THÉOLOGIE "POUR LES NULS"
Cette année 2010 :
Quelques grands débats
|
2e séquence : Hétérodoxie - Orthodoxie
(Février 2010)
A partir des années 70, on assiste à une expansion du christianisme assez remarquable, dans des régions diverses et selon des formes variées. Les Eglises araméennes, asiates, syriennes et romaines sont très différentes les unes des autres. Par ailleurs, aux frontières du christianisme et sans qu'il soit toujours facile de les distinguer de lui, des groupes foisonnent, qui n'ont pas la même doctrine : gnosticistes ou ébionites par exemple. Ce qui, tout naturellement, va provoquer des heurts. On n'a pas la même foi, les mêmes pratiques, même si, la plupart du temps, on se réclame plus ou moins de Jésus Christ. A mesure que ces tendances s'affirment plus vigoureusement, une confrontation devient inévitable. C'est ce qui arrive au milieu du IIe siècle. Cette confrontation met à la fois aux prises l'hétérodoxie (1) et l'orthodoxie (2), mais aussi les diverses traditions orthodoxes. Dans ces luttes, Rome va jouer dès ce moment-là un rôle décisif.

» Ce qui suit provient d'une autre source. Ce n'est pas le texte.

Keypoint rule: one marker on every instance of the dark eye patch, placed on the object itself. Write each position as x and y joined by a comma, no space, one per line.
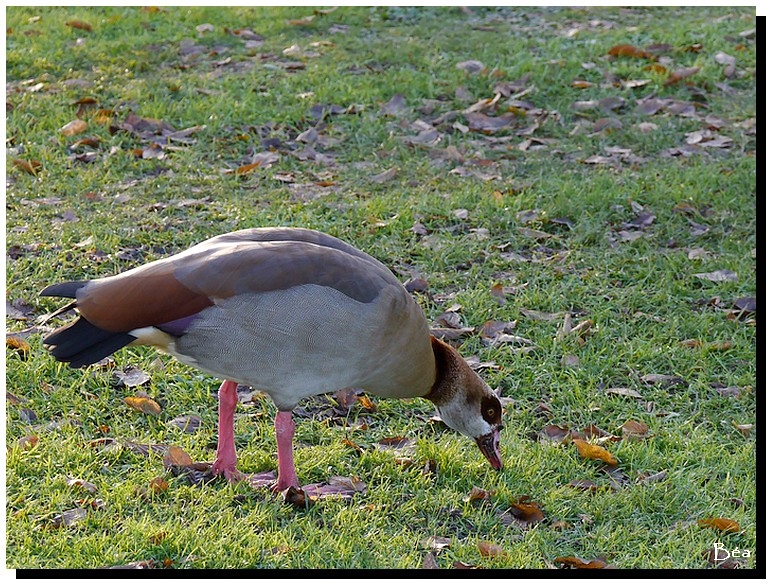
491,409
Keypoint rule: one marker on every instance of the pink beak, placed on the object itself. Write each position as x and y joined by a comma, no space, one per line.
489,445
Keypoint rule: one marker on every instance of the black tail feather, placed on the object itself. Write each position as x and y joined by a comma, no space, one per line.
81,343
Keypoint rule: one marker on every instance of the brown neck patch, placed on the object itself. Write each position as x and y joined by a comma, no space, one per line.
441,391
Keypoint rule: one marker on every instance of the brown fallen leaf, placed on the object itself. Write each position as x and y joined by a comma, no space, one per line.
720,524
19,345
176,456
27,442
584,484
430,561
79,24
436,543
680,74
81,483
73,128
629,51
131,377
744,429
143,404
478,494
527,511
490,549
186,423
28,166
635,430
68,517
589,451
577,563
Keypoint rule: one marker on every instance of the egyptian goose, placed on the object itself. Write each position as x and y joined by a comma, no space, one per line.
292,312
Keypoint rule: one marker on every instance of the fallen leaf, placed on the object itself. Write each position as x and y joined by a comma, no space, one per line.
477,494
27,442
745,429
527,511
437,543
720,524
718,275
634,429
558,434
68,517
430,561
304,21
158,485
17,344
584,484
73,128
589,451
78,24
297,498
629,51
665,380
395,106
132,377
186,423
83,484
385,176
28,166
175,456
143,404
680,74
577,563
541,316
490,549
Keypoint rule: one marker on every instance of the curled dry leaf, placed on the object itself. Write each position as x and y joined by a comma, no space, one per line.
589,451
577,563
629,51
436,543
490,549
720,524
584,484
298,498
478,494
79,24
28,441
187,423
158,485
28,166
635,430
718,275
132,377
175,456
526,511
68,517
430,561
143,404
81,483
744,429
73,128
680,74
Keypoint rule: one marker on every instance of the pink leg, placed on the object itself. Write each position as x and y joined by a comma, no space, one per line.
225,461
285,430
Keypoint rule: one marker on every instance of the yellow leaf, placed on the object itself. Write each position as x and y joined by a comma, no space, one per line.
73,128
176,456
143,404
721,524
490,549
589,451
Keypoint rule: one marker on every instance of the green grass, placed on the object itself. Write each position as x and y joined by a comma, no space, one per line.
75,220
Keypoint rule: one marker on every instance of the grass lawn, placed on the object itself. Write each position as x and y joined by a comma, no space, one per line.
570,192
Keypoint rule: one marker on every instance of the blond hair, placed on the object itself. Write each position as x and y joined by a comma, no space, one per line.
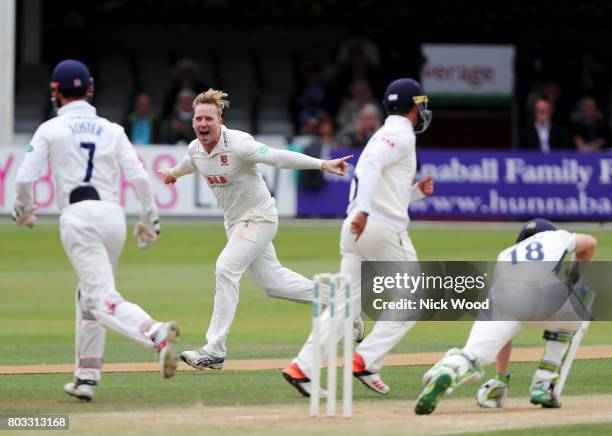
214,97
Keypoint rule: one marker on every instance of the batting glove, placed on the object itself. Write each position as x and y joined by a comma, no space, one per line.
24,215
493,393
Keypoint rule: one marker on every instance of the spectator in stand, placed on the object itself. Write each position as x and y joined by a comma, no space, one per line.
142,125
178,128
542,134
358,60
590,132
310,98
186,73
367,124
361,94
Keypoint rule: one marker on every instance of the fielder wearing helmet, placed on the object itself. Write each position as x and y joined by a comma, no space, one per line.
402,96
72,80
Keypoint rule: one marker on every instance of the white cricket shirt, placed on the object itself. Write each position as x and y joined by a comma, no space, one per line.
83,150
383,181
230,170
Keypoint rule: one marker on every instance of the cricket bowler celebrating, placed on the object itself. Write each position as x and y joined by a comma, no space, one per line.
227,160
538,241
86,153
375,228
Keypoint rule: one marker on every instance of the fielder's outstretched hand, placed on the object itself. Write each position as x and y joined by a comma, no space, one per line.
426,185
167,176
336,166
24,215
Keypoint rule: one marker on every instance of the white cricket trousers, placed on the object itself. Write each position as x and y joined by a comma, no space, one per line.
379,242
249,246
93,234
488,337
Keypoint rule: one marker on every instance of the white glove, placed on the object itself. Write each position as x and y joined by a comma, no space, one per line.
493,393
147,229
24,215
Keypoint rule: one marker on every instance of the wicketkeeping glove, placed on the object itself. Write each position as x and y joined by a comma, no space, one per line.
24,215
493,393
147,229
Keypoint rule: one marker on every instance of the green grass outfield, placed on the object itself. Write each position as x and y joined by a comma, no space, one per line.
175,280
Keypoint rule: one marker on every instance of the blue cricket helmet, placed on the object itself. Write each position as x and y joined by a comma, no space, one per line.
534,226
71,74
402,95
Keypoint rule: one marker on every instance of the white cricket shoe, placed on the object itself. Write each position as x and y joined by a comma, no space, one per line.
358,330
165,339
200,359
81,389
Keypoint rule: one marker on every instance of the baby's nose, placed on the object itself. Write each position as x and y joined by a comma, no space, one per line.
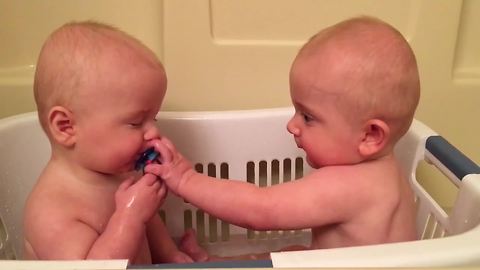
292,128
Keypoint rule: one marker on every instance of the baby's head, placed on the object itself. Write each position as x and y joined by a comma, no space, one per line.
365,70
92,80
81,63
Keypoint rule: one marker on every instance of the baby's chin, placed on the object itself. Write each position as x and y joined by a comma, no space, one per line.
312,164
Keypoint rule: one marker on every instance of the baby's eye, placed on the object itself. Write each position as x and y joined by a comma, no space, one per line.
135,124
307,118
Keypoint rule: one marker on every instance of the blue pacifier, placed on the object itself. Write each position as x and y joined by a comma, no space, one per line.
148,157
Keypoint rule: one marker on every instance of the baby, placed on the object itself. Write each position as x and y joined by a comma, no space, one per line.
355,88
97,91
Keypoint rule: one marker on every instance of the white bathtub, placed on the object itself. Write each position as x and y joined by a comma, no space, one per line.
223,143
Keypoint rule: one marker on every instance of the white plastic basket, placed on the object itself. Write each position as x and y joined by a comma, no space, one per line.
255,145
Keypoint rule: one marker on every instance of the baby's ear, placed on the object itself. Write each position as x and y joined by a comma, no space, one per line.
62,125
375,136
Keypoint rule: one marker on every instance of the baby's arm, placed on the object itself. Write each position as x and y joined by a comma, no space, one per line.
162,247
65,231
136,203
318,199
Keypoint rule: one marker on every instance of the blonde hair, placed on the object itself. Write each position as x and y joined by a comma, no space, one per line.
386,82
70,58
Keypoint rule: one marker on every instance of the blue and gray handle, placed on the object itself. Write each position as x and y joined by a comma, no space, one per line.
452,158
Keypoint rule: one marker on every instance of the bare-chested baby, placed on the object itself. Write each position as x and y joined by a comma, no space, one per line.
97,91
355,88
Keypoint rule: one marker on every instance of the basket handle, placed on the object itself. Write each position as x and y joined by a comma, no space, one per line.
450,157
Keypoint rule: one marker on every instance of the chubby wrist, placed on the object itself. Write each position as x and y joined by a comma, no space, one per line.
128,217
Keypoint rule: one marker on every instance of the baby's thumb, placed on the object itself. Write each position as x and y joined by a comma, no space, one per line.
126,184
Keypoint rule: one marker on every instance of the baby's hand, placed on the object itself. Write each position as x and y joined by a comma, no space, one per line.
175,169
142,198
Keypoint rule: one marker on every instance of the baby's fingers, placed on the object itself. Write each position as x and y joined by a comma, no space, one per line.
166,154
154,169
148,179
162,191
126,184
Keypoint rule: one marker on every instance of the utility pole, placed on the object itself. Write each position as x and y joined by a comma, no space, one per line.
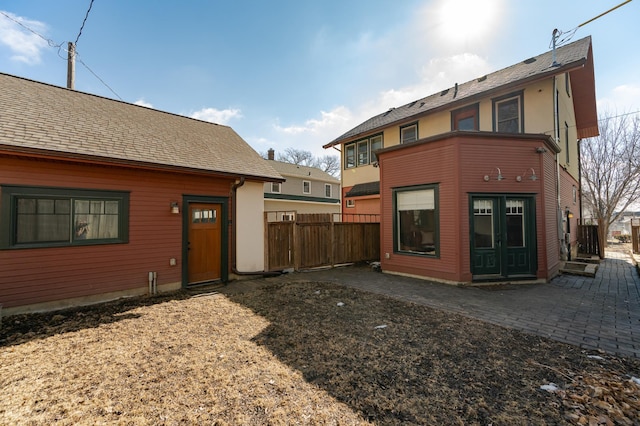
71,67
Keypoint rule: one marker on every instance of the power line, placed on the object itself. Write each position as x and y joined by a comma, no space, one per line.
50,42
85,20
568,35
101,81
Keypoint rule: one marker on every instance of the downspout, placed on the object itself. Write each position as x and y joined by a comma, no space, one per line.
556,135
234,189
580,181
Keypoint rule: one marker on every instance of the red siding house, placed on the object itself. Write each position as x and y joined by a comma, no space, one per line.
479,182
101,199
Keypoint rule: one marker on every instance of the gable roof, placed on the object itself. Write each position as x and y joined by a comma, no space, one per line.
306,172
39,118
573,56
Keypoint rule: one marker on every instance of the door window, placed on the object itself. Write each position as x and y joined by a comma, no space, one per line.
483,223
515,223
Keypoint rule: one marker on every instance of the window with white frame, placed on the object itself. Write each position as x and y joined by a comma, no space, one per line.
363,152
360,153
507,113
409,133
47,217
375,144
416,217
350,156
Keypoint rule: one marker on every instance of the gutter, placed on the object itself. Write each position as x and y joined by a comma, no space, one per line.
579,63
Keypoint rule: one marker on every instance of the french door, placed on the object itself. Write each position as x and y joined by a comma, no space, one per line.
503,243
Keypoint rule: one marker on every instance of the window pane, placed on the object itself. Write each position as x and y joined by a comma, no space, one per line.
416,218
409,134
508,116
483,224
515,223
376,143
466,119
363,153
350,156
101,222
468,123
42,220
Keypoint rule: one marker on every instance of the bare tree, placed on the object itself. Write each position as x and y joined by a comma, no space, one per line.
299,157
611,168
328,163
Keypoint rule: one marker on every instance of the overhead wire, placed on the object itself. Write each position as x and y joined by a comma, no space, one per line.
53,44
83,22
568,35
50,42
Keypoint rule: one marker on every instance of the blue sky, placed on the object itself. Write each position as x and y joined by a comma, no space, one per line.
299,73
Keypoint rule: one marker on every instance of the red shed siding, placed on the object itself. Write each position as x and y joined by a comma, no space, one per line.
458,164
30,276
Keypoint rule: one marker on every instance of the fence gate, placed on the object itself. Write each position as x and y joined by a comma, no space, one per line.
588,240
302,241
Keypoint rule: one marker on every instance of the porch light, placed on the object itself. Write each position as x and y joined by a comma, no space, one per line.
532,175
498,176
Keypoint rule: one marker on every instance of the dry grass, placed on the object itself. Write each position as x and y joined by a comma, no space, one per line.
289,354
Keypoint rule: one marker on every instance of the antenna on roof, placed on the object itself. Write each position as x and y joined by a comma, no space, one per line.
569,34
554,37
71,66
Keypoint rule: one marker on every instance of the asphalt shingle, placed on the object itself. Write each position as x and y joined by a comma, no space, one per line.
44,117
567,57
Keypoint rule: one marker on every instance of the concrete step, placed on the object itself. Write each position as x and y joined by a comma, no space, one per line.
580,268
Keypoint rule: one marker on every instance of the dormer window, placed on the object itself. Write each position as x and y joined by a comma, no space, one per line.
409,133
465,118
507,113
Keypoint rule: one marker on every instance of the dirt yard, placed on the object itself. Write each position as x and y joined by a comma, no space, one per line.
300,353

(1) - Hétérodoxie : s'écarte de la doctrine officielle
(2) - Orthodoxie : ensemble des doctrines considérées comme vraies par la grande Eglise
Chronologie
112 - Pline s'inquiète de l'expansion chrétienne
130 - Le gnostique Basilide commence sa prédication à Alexandrie
135 - Epître de Barnabé
138 - Le gnostique Valentin à Rome
144 - L'Eglise de Rome exclut Marcion
150 - Apologies de Justin à Rome
165 - "Sur la Pâque" de Méliton de Sardes
172 - Prédication de Montan en Phrygie
175 - Le Diatessaron de Tatien
177 - Martyre des chrétiens de Lyon
177 - Irénée, évêque de Lyon
180 - "Contre les hérésies", d'Irénée
190 - Querelle sur la date de Pâques
197 - Apologétique de Tertullien
200 - Canon de Muratori.1 - Les mouvements hétérodoxes
Trois grands mouvements hétérodoxes qui tentent d'expliquer l'événement Jésus-Christ dans une perspective que l'histoire n'a point acceptée : le gnosticisme, le marcionisme et le montanisme.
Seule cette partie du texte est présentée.